İvan İlyiç’in Ölümü – Lev Tolstoy

Kitabın ve anlatımının temelliğinden olsa gerek, yazısını hazırlarken takıldığım en önemli şey başlık oldu. İvan İlyiç’in Ölümü.. Şu ana kadar dillendirilen özel isimlerin değişmeme kuralını Türkçe yönünde baya bir çiğniyor “İvan İlyiç”. Sanırım eserin orijinal Rusça alfabesinin başka dillere çevrildikten sonraki hali çorap söküğü gibi tüm dillere yayılmış ve “Смерть Ивана Ильича, Smert’ Ivana Ilyicha” Türkçe’de İvan İlyiç’in Ölümü, İngilizce’de de The Death of Ivan Ilyich olarak yoluna devam etmiş. Sonuç olarak Türkçe başlığı, elimdeki kitabın seçimi olduğu için aynen aktararak içeriğe geçiyorum.

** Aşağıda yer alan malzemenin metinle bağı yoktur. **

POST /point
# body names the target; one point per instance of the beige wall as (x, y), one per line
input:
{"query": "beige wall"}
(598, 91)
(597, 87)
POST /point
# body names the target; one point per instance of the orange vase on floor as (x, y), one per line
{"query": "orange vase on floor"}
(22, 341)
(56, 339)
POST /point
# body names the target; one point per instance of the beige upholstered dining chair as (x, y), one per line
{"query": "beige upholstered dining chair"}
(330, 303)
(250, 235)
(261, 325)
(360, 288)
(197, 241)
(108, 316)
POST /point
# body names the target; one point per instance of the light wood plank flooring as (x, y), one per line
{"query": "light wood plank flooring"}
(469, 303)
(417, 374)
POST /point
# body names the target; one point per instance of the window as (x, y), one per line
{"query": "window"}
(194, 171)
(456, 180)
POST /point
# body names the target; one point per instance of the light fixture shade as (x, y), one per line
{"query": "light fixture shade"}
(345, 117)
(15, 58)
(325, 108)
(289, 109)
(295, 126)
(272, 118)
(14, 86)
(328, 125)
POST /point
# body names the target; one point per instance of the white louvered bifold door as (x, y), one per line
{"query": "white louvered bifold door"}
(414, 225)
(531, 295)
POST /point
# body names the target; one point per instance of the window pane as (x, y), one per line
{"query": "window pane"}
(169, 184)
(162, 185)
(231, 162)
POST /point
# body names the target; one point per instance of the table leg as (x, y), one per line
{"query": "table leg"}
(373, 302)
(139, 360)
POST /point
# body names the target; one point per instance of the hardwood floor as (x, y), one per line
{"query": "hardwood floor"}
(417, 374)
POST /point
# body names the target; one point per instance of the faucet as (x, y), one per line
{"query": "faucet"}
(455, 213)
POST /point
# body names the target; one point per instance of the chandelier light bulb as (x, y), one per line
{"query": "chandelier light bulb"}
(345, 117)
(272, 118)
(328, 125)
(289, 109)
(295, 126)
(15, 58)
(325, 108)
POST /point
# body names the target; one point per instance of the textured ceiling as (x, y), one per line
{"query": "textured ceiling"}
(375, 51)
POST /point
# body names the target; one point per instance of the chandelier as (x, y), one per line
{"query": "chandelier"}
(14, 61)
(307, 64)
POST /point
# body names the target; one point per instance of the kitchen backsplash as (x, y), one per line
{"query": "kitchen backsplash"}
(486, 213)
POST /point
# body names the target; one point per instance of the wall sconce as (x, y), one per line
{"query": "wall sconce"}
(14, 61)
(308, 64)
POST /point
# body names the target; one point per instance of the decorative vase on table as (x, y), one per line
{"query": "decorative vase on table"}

İçerik içerik de aslında bahsedecek de fazla bir şey yok. Daha en baştan İvan İlyiç’in öldüğü haberiyle açılan roman, İlyiç’in aralarında Pyotr İvanoviç’in de bulunduğu birkaç arkadaşının aile ile yakınlığını (daha doğrusu uzaklığını) vurgulayıp İvan İlyiç’in yaşamına geri dönüyor. Çocukluk çağlarının kısa bir tanımının ardından roman, İvan İlyiç’in dışarıdan başarılı görülen iş ve evlilik yaşamını konu alıyor. Zaman içerisinde değişen görevler ve deyim yerindeyse gerçek aşkı işi (işleri) olan bir adamın başarısız saydığı evliliği ve işi ile bu evliliği arasındaki dengeyi kurarak uzun yıllar hastalanana kadar yaşamına nasıl devam ettiğini, Tolstoy çok basit bir öyküyle anlatmış. Hastalığının ardından doktorlardan, eşi Praskovya Fyodorovna Golovino’dan, kısacası uşağı Gerasim ve oğlu dışında birçok kişiden uzaklaşan hatta nefret eden İvan İlyiç’in git gide karamsarlığı ve yok oluşu hızlı bir şekilde kitap boyunca önümüzden akıyor.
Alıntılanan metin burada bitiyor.